Parthenogenetic activation (PA) of sheep oocytes was performed according to Hosseini et al. [59] with modification. Ovine oocytes were denuded after 24 h of culturing, and the oocytes with a polar body were then chosen for PA. Oocytes were first exposed to 5 mM ionomycin in HTCM-199 containing 0.1% PVA for 5 min. They were then carefully washed in HTCM-199 containing 0.1% PVA and incubated with 2 mM 6-dimethyl amino purine for 4 h. Oocytes were then washed in modified synthetic oviduct fluid (mSOF) and cultured in group of 20 oocytes in 60 μL droplets of mSOF without serum and glucose for 2 days. These were further treated with 10% fetal serum (10%) and glucose (1.5 mM) for 6 days (sequential mSOF). The cleavage rate was determined on the 2nd day and the blastocyst rate on the 8th day after PA.

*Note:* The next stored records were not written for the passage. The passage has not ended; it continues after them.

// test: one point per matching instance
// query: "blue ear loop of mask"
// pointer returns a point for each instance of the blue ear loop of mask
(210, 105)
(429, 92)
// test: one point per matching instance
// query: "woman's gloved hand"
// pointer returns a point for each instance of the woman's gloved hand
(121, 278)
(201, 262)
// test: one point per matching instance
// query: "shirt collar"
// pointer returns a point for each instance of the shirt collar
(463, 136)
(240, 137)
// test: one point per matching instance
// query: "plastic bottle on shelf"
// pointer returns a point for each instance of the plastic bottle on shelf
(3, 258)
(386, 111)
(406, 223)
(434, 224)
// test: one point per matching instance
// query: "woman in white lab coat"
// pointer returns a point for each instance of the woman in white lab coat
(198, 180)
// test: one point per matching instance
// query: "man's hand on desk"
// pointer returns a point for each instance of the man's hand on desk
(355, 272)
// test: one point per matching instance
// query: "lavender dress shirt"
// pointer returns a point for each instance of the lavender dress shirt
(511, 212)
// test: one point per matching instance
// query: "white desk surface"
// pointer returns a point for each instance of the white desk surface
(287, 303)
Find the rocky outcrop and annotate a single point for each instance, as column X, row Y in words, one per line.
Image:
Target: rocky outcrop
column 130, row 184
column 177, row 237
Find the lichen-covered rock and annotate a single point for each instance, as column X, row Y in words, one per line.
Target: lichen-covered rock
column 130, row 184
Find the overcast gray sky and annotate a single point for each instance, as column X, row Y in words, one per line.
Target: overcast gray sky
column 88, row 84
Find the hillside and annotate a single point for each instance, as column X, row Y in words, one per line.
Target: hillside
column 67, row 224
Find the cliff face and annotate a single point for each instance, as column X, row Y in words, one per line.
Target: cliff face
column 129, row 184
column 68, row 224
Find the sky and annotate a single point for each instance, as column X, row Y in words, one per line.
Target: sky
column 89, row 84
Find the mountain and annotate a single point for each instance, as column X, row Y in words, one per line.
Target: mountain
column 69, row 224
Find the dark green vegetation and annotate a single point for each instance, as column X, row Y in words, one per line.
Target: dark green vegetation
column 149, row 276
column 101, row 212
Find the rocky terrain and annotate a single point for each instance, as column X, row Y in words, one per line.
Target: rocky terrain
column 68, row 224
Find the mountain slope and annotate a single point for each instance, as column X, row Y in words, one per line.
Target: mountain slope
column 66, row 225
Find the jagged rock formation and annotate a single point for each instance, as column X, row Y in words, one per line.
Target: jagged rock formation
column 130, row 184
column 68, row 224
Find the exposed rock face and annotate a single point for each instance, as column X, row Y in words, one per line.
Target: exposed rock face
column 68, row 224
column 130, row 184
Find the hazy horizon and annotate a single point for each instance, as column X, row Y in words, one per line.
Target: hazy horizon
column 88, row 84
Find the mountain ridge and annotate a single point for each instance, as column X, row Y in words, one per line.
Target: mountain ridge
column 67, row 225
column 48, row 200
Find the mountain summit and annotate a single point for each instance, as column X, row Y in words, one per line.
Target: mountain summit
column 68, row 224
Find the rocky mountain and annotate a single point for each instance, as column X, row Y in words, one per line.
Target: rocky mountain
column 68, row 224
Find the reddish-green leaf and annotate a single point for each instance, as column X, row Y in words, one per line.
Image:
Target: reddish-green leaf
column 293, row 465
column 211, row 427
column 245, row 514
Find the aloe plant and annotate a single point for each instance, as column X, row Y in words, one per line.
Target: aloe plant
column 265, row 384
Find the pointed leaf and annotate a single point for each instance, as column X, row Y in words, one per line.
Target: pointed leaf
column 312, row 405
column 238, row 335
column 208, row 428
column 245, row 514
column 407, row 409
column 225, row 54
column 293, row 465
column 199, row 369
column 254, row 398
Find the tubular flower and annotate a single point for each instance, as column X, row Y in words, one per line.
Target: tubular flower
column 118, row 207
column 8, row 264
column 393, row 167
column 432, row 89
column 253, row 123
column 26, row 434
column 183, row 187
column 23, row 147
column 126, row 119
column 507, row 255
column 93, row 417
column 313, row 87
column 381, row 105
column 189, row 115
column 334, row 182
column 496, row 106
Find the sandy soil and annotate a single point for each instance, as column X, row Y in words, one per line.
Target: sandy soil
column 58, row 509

4.6. Detection of Melatonin Receptors in COCs by Immunofluorescence

COCs were fixed with 4% paraformaldehyde for 45 min, washed thrice in dulbecco's phosphate buffered saline (DPBS) containing 0.1% PVA (10 min per wash), and finally incubated with blocking reagent (DPBS containing 1% BSA) at 4 °C overnight. The blocked oocytes were washed thrice in 0.1% PVA-DPBS (20 min per wash) and incubated with a primary antibody (MT1: SC-13186, 1:200 dilution, Santa Cruz Bio Inc., Santa Cruz, CA, USA; MT2: SC-13177, 1:200 dilution, Santa Cruz Bio Inc., Santa Cruz, CA, USA) at 37 °C for 2 h in the dark, washed thrice in DPBS containing 0.1% PVA (20 min per wash), and then incubated with a secondary antibody (Alexa Fluor 594 Molecular Probes, 1:1000 dilution, Life Technologies, Carlsbad, MA, USA) at 37 °C for 1 h in the dark. Finally, the samples were washed thrice in DPBS containing 0.1% PVA, stained with PI, and examined with confocal laser microscopy (Olympus FV1000, Tokyo, Japan).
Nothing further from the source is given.